In 1967 my family took a vacation trip to Washington state (we lived in Ogden, Utah, at the time). We visited my Aunt Bea in Centralia, Washington. She took my brother and I fishing up on Spirit Lake, which was later blown to hell when Mt. St. Helens erupted.
We also visited the brand new Tacoma Mall, which had a respectable hobby shop inside the Bon Marche department store. Because Boeing was such a large part of the culture of the Seattle area in those days, plastic model kits, purchased by loyal Boeing employees, were even more widely available than in the rest of the country, where you could usually find a Revell kit of a Messerschmitt resting comfortably between the deodorant and the suppositories at any local drugstore.

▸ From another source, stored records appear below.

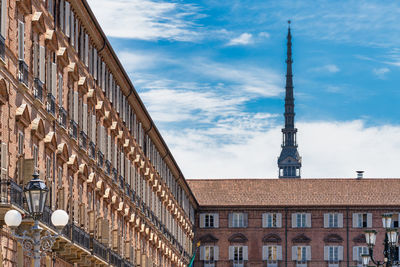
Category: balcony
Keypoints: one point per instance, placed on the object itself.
(73, 129)
(83, 140)
(108, 167)
(2, 48)
(62, 117)
(23, 72)
(38, 90)
(51, 104)
(92, 150)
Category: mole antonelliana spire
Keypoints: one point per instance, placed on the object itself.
(289, 162)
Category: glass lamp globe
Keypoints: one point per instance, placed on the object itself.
(13, 218)
(59, 218)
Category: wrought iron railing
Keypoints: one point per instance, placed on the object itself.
(80, 237)
(62, 117)
(73, 129)
(38, 89)
(51, 104)
(2, 47)
(23, 72)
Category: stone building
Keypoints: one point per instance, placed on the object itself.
(69, 110)
(290, 222)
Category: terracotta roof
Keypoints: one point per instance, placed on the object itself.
(296, 192)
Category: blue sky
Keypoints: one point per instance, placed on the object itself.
(212, 73)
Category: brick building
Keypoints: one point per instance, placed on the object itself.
(69, 110)
(291, 222)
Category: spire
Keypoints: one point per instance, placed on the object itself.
(289, 162)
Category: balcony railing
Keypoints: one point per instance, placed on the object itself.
(80, 237)
(100, 250)
(108, 167)
(115, 259)
(38, 90)
(73, 129)
(2, 47)
(23, 72)
(83, 140)
(51, 104)
(62, 117)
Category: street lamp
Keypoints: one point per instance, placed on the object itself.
(33, 241)
(390, 244)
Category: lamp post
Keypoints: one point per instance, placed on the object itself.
(37, 241)
(390, 244)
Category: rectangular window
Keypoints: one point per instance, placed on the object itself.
(301, 220)
(333, 220)
(35, 155)
(20, 143)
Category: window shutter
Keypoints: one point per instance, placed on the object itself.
(326, 220)
(279, 253)
(355, 220)
(4, 160)
(85, 116)
(216, 220)
(340, 253)
(326, 252)
(42, 62)
(93, 126)
(76, 101)
(355, 253)
(264, 252)
(231, 248)
(216, 253)
(279, 220)
(369, 220)
(53, 79)
(294, 253)
(245, 253)
(67, 19)
(264, 220)
(308, 220)
(21, 32)
(308, 252)
(3, 27)
(294, 221)
(202, 250)
(340, 220)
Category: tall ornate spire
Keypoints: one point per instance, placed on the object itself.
(289, 162)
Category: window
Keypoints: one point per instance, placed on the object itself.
(333, 220)
(301, 220)
(272, 220)
(238, 219)
(362, 220)
(35, 153)
(20, 143)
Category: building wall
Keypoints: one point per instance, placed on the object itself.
(129, 198)
(317, 236)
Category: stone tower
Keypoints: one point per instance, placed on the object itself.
(289, 162)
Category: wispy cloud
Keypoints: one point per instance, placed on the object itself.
(329, 68)
(243, 39)
(381, 72)
(147, 19)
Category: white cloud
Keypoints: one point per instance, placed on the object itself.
(243, 39)
(328, 149)
(330, 68)
(146, 19)
(381, 72)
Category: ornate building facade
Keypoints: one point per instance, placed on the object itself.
(69, 110)
(291, 222)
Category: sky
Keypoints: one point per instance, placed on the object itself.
(212, 76)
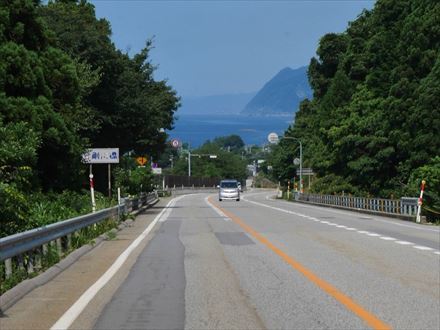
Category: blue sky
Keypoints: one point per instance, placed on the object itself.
(225, 47)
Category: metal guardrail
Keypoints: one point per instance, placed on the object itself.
(406, 206)
(27, 242)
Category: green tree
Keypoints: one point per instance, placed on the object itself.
(39, 85)
(375, 115)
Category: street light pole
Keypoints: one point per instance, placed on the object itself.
(300, 160)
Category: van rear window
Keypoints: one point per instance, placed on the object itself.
(228, 185)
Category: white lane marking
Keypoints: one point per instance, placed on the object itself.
(330, 210)
(169, 208)
(220, 213)
(65, 321)
(404, 243)
(423, 248)
(386, 238)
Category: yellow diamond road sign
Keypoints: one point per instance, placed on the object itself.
(141, 160)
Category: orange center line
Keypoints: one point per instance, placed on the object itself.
(349, 303)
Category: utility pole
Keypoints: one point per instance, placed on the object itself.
(301, 188)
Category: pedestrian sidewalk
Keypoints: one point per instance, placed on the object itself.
(43, 306)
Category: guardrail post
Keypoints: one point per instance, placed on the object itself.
(69, 241)
(20, 262)
(30, 262)
(59, 247)
(37, 257)
(8, 267)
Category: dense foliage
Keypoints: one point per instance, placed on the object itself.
(373, 126)
(64, 87)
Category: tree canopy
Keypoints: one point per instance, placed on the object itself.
(64, 87)
(375, 116)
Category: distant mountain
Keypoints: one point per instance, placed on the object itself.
(281, 95)
(215, 104)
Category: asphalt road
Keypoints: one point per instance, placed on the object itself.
(263, 263)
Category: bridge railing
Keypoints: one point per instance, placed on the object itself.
(406, 206)
(24, 252)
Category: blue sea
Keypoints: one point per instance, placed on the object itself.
(196, 129)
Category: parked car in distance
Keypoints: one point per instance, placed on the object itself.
(228, 189)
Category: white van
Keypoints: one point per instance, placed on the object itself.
(228, 189)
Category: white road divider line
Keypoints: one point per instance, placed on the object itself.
(76, 309)
(423, 248)
(404, 243)
(385, 238)
(220, 213)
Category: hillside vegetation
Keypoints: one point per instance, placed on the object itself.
(281, 95)
(64, 87)
(373, 126)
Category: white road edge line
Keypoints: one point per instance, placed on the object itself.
(65, 321)
(386, 238)
(423, 248)
(308, 206)
(220, 213)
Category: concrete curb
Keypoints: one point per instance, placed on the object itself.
(10, 297)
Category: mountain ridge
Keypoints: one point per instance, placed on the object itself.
(281, 95)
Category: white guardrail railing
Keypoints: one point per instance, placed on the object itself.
(28, 247)
(406, 206)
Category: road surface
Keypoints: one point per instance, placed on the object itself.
(269, 264)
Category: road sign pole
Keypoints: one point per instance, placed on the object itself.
(300, 168)
(109, 181)
(92, 190)
(189, 162)
(420, 201)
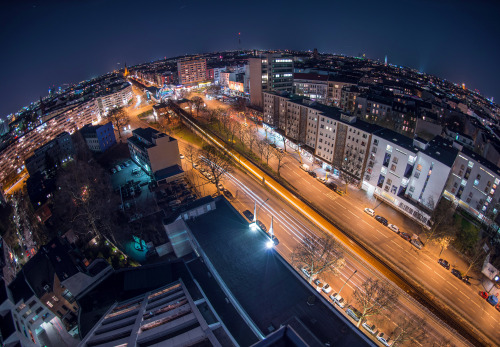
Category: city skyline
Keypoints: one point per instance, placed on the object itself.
(104, 37)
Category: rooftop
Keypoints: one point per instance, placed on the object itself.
(255, 274)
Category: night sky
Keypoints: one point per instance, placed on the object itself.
(47, 43)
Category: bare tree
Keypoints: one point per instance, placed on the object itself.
(261, 147)
(319, 254)
(280, 156)
(84, 200)
(410, 327)
(217, 163)
(118, 118)
(374, 296)
(191, 154)
(267, 150)
(476, 257)
(441, 223)
(444, 242)
(197, 103)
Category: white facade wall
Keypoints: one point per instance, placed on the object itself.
(428, 180)
(474, 186)
(326, 138)
(117, 99)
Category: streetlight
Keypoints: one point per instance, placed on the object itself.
(347, 281)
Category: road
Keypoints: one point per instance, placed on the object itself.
(418, 265)
(293, 227)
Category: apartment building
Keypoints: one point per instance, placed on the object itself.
(269, 72)
(157, 153)
(409, 174)
(192, 71)
(119, 96)
(99, 138)
(167, 316)
(56, 151)
(335, 86)
(12, 157)
(473, 185)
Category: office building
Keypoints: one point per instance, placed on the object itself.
(51, 154)
(312, 86)
(269, 72)
(167, 316)
(192, 71)
(99, 138)
(118, 95)
(157, 153)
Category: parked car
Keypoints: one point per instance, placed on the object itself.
(416, 243)
(321, 179)
(369, 327)
(332, 186)
(393, 228)
(248, 214)
(456, 273)
(382, 220)
(405, 236)
(444, 263)
(338, 300)
(227, 194)
(261, 225)
(382, 340)
(353, 313)
(370, 211)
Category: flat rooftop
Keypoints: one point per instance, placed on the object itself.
(264, 286)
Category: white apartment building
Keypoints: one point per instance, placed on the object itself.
(408, 174)
(473, 185)
(12, 158)
(115, 99)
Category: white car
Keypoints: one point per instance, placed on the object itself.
(305, 272)
(337, 299)
(369, 327)
(321, 179)
(393, 228)
(382, 340)
(370, 211)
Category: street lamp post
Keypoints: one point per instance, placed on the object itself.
(347, 281)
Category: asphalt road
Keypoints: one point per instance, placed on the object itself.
(290, 227)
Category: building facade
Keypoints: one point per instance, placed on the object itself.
(154, 151)
(270, 72)
(52, 153)
(192, 71)
(99, 138)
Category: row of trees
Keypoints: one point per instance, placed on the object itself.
(373, 297)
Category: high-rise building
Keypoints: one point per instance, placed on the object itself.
(99, 137)
(269, 72)
(192, 71)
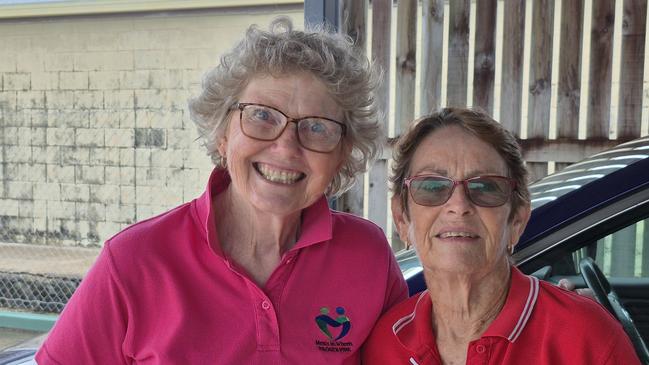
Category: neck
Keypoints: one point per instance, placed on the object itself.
(253, 239)
(464, 305)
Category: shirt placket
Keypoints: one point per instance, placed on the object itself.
(478, 353)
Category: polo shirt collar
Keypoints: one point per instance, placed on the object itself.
(415, 331)
(521, 299)
(316, 219)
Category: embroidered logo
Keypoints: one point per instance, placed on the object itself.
(329, 325)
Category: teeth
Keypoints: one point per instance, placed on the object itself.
(456, 234)
(278, 176)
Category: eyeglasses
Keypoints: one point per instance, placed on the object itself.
(483, 191)
(265, 123)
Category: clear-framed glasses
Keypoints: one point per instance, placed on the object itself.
(483, 191)
(266, 123)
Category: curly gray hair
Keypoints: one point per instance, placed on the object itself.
(331, 57)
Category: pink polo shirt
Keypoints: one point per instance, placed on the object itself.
(158, 294)
(540, 324)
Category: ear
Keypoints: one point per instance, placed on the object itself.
(222, 146)
(400, 218)
(519, 222)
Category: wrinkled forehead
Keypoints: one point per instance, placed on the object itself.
(457, 153)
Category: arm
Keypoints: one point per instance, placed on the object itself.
(621, 351)
(93, 325)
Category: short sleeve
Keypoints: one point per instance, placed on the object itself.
(397, 289)
(92, 327)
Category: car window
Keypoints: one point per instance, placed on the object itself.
(595, 167)
(619, 254)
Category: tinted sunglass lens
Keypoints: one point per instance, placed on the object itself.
(430, 191)
(489, 191)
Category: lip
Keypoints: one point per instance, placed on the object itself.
(283, 176)
(457, 233)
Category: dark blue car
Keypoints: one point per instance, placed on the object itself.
(589, 223)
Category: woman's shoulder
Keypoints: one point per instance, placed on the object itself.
(352, 224)
(571, 307)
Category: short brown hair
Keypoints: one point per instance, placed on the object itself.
(474, 122)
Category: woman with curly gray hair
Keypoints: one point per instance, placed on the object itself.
(258, 270)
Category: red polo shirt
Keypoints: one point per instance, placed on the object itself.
(539, 324)
(159, 294)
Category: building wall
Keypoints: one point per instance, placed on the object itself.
(95, 133)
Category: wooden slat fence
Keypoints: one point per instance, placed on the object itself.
(541, 92)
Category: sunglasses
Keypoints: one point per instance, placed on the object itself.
(484, 191)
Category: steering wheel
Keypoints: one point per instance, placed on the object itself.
(606, 296)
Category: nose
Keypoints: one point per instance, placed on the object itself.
(459, 202)
(289, 139)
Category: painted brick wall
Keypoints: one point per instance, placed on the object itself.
(95, 133)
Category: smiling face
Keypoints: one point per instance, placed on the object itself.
(280, 176)
(458, 236)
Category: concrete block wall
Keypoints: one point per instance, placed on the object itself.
(95, 133)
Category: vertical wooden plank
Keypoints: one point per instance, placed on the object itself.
(599, 84)
(406, 63)
(572, 14)
(623, 252)
(512, 74)
(458, 52)
(432, 43)
(321, 11)
(353, 22)
(378, 186)
(540, 69)
(631, 74)
(537, 170)
(560, 166)
(645, 247)
(484, 68)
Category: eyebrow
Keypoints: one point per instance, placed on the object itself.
(442, 172)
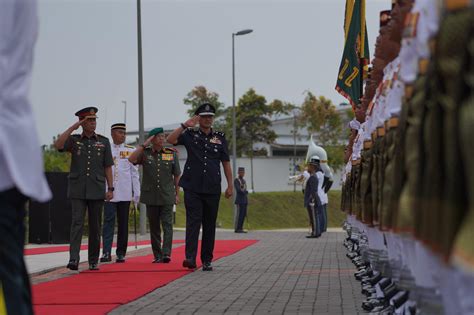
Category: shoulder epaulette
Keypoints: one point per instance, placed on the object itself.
(169, 149)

We spent a day in Seattle, and managed to visit the Woolworth’s that was then right downtown. I went in the place and saw this:
An electric shock went through me. Here, at long last, was the Revell Mustang kit. I knew it existed from rubbings collected by Dr. Stalling during his expedition to Peru. It existed–yes–but I had never seen one in the flesh. This kit, in Utah, anyway, was a rare bird. There were always plenty of Spitfires and Hyabusas and Wildcats and FW-109A’s and Thunderbolts, but the big daddy of them all–the war-winning Mustang–was a no show.
But here in the middle of this huge metropolis (well, it looked like one to me) was the rare and unobtainable Revell Mustang in all its glory. I wanted it so badly my fingers itched.
But it was not to be. Our trip budget didn’t include plastic model kits and I think we can see where my obsession with kit acquisition may have begun. That Mustang drifted off into the mists of time, forever hovering on the shelf of a stuffy Woolworth’s on a rainy day in Seattle, forever beyond my grasp.
Which was a good thing because this kit sucked. But when I finally built it, about a year later as part of the “Pacific Fighters” set–I was as blind to its faults as a young man considering the failings of the woman he has fallen in love with. I looked, but I did not see.
What was it? What made these old Revell stinkers so appealing to me? It don’t take no Ph.D. to figure it out. It was the BOX. And Revell’s uncanny ability to put just the right B.S. on that box to sell the kit. “Sell the sizzle” is a dumb person’s way of saying that the sizzle sells the steak. That box, with that psychedelic painting of a blood red Mustang stealing the thunder from old iron-pants Von Richthofen, was pure sizzle.
What was inside was pure nonsense. It’s gone down in history as one of the worst kits ever made. What’s really unbelievable is that Revell, in the PRESENT DAY, is still selling this old monstrosity. For shame.
But I have to face the truth. Revell kits just weren’t very good. They weren’t. The plastic parts just were not as accurate as Airfix, and certainly not as well made as those mini-masterpieces from Monogram. But I didn’t build Monogram kits very often. My heart belonged to Revell.
It was the box.
This sad little box is about as sexy as dog poop. That blue color is suitable for the marketing of baby powders and ladies’ underthings. That painting (?) looks like you drew it. Hell, it looks like I drew it. But let’s just do a tiny bit of comparing of the plastic inside vs. Revell’s abomination.
That’s not the worst of it but you get the idea. Monogram’s P-36 holds up well today. Real caring and concern went into it. Revell’s monster just looks like somebody didn’t care.
What went wrong? I’ve read that the problem had something to do with the English. Yes, many of the old Revell 1/72 scale kits were tooled up in Britain. Britain was the home of Airfix and FROG, and they knew something about making little plastic kits. But Revell’s crew must have been rejects from the trade unions that ran British industry into the ground at about this time. One imagines a surly lot of dissatisfied machinists demanding longer tea breaks and wondering why a children’s toy has to be so bloody proper.
Oh well. The box still sold it. Take a look at an Airfix box from the same period.
It’s not terrible. But it’s not GOOD.
It’s not RED.
Even when Revell didn’t have Jack Leynnwood to do the power hitting for them, they had an army of other artist (like B. Knight here) to take up the slack. It wasn’t even close.
Of course, we all know that the poorly molded plastic inside the box was just the start of the problems with this kit, seemingly made to damn the ages. That red color isn’t just “spurious”–it’s nutso. Even the name of the lady honored by Major Gillier (Millie G–for Gillier?) was misnamed by Revell, becoming “Millie P.”
One can only hope this didn’t cause any marital strife for the major.
But damn, what a cool box it surely was.